Аргылов пошёл по улице назад и, свернув возле каменного здания реального училища, остановился вблизи казначейства. В мглистом тумане, затопившем весь город, не видно даже собственной протянутой руки. Возле низенького, осевшего под тяжестью снега домика с закрытыми ставнями Валерий остановился. Военный снимал здесь комнату.
Калитка оказалась заложенной. Валерий постучался. Во дворе залился лаем пёс, загремела цепь.
— Кого надо? — вскоре спросила по-русски женщина со двора, судя по голосу, старушка.
— Сотрудника военкомата Соболева.
Калитка отворилась.
— Проходите.
— У него есть кто-нибудь?
— Нет, кажется. Проходите.
В просторной кухне жарко топилась печь, из открытой дверцы её падал от пламени широкий красноватый сноп света, а по углам затаилась мгла.
— Эраст Константинович, к вам гость, — сказала старуха и ушла в эту мглу.
Затем послышался скрип отворяемой двери, и высветившийся дверной проём тут же заслонило грузное тело.
— Здравствуйте, Эраст Константинович, я из штаба, — представился Валерий и, оттеснив хозяина, боком проскользнул в его комнату.

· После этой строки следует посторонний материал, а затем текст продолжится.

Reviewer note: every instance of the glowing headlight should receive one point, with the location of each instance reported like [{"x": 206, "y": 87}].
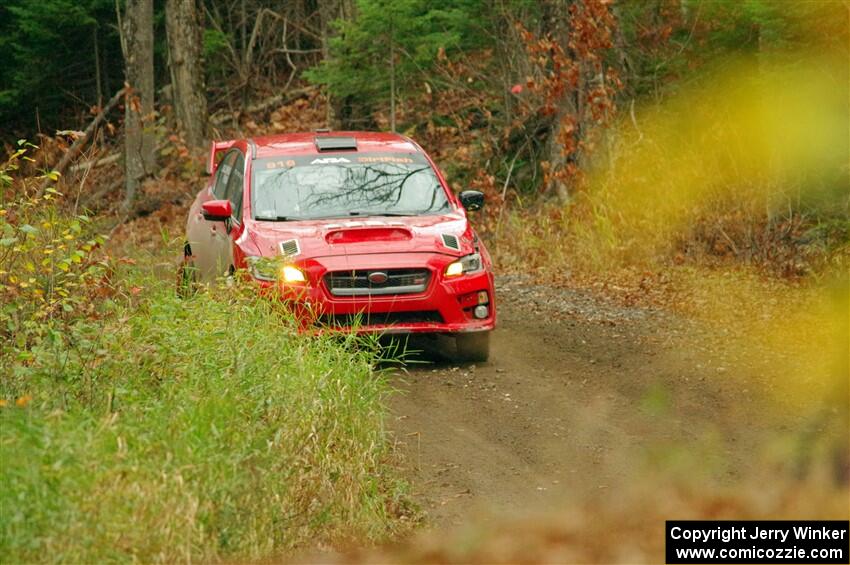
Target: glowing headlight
[
  {"x": 468, "y": 264},
  {"x": 270, "y": 269}
]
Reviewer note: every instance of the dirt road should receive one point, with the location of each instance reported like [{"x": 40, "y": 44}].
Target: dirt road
[{"x": 581, "y": 398}]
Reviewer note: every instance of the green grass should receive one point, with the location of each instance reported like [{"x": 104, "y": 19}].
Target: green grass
[{"x": 174, "y": 430}]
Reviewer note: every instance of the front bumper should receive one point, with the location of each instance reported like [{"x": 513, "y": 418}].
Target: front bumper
[{"x": 445, "y": 306}]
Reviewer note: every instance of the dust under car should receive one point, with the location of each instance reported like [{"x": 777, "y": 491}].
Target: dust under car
[{"x": 354, "y": 228}]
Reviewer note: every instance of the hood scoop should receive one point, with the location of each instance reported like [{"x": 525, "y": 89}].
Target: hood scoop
[{"x": 367, "y": 233}]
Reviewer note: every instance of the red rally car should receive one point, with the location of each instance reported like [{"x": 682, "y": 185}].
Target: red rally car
[{"x": 348, "y": 226}]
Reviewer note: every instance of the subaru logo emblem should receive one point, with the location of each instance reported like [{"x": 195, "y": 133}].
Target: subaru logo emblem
[{"x": 378, "y": 277}]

Не отпуская ручку двери, удивлённый хозяин всем корпусом повернулся к гостю. Валерий узнал его: высокий, дородный и крупноносый, с глубоко посаженными глазами и с прилизанными редкими волосами. Описали точно. Поверх белой нательной рубахи посвёркивали застёжками его подтяжки.
— Товарищ, вы…
— Добрый вечер, господин штабс-капитан! — шёпотом перебил его Валерий.
С проворством, неожиданным при такой грузности, хозяин захлопнул дверь комнаты и тихо спросил:
— Кто такой?
— Я ваш друг, господин штабс-капитан.
— Нет здесь никаких штабс-капитанов! Здесь имеется начальник отдела облвоенкомата. Вы ошиблись адресом, товарищ.
— Нет, не ошибся, господин штабс-капитан.
— Если не понимаете простого разговора, то могу вас доставить в Чека, вас там быстро вразумят.
— Перестаньте, штабс-капитан! Пусть я не буду вашим другом, зато я друг ваших друзей. Слыхали о генерале Пепеляеве?
— Шантажист! Провокатор! — Хозяин вырвал волосатые кулаки из карманов галифе, с внутренних сторон и на коленях обшитых кожей.
— Молчать! — Окрик на полушёпоте прозвучал резко, как удар хлыста.